Although he acknowledged the escalating scrutiny on officials, he maintained that he couldn’t definitively claim that legalized sports betting has directly impacted their jobs.
Nevertheless, he admitted that the situation demands progressively strenuous preventive measures. The NFL has previously shown its commitment to maintaining the integrity of its games, even in the face of these new challenges.
In an effort to ensure that its sport continues to resonate with true competitiveness and fairness, the NFL has instituted rigorous protocols for its officials.
This extensive vetting process includes background checks where NFL security representatives converse with potential officials’ neighbors, assessing the person’s reputation in depth.
“They look at all of your business associations. They look for conflicts of interest — all of that, bank accounts, everything,” Balndino told host Brandon Contes. “And there’s checks during the season. And so, they’ll look at if a game official has $10 in their bank account on Friday, and then they work a game, and now there’s $100,000; that’s a red flag, right? So, you’re checking those things. You’re monitoring the betting lines and looking at how calls impact those lines and are their individual officials that are involved in more of those calls. It’s a massive, massive undertaking. Because what the league doesn’t want and what we never wanted was a situation like what happened with the NBA, right?”
The NFL’s practices echo its aim to preempt scandals, similar to the one that the National Basketball Association (NBA) grappled with.
The scandal involved Tim Donaghy, a former NBA official who was implicated in betting on games that he officiated.
“It’s created more scrutiny,” said Blandino. “I think it’s created more pressure, and that’s not gonna change. It’s only going to increase as we move forward.”

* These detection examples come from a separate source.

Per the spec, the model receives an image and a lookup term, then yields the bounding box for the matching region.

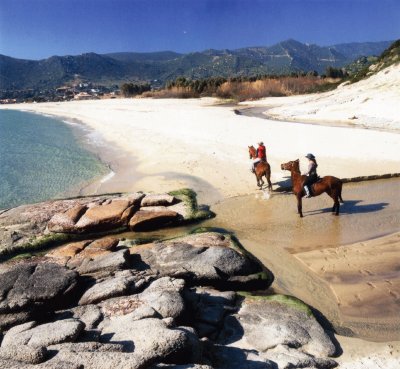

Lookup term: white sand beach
[1,61,400,369]
[3,93,400,203]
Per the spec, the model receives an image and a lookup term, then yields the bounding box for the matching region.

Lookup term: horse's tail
[338,179,344,204]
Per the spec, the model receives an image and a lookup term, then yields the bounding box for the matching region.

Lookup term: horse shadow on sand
[304,200,389,215]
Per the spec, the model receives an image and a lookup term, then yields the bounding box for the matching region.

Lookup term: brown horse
[249,146,272,191]
[281,159,343,217]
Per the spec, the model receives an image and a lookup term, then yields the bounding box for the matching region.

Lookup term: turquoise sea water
[0,110,108,209]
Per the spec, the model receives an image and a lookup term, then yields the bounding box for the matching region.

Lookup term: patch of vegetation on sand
[168,188,215,221]
[238,291,313,316]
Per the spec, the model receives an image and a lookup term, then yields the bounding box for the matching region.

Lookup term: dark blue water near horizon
[0,110,108,209]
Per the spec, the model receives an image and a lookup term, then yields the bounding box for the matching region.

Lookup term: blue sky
[0,0,400,59]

However, despite these robust protocols, Blandino confessed that attempts had been made in the past to potentially influence NFL officials.
“We’ve had situations where people were approached,” Blandino revealed. “We’ve always told our game officials because they’re in hotels — they’re traveling around during the season — we didn’t want them wearing NFL-branded gear. We didn’t want them to be inconspicuous because someone sees them and ‘Oh, those are the NFL officials,’ and then you never know. You don’t know who you’re gonna come across. And they know that they’re supposed to go to NFL security if something like that happens. And that has happened in the past.
“They’re not allowed to go…if they have to go to their casino, maybe in their other job, there’s a speaking engagement, it’s at a casino they can’t go in the sportsbook. They have to let the NFL know that they’re gonna be in Las Vegas for this event and are gonna be staying at wherever. There a lot of controls in place.”
Despite these protective protocols, past incidents have called into question the efficacy of these measures.
Blandino himself admitted that NFL officials have been approached with the intent of swaying a game’s score or stats.
Dean Blandino: NFL officials have been approached to manipulate games for sports betting reasons https://t.co/RkC0SFCAJh pic.twitter.com/Iht2i395Nu
— Awful Announcing (@awfulannouncing) December 14, 2023
Evidently, enhanced measures are required to combat this concern.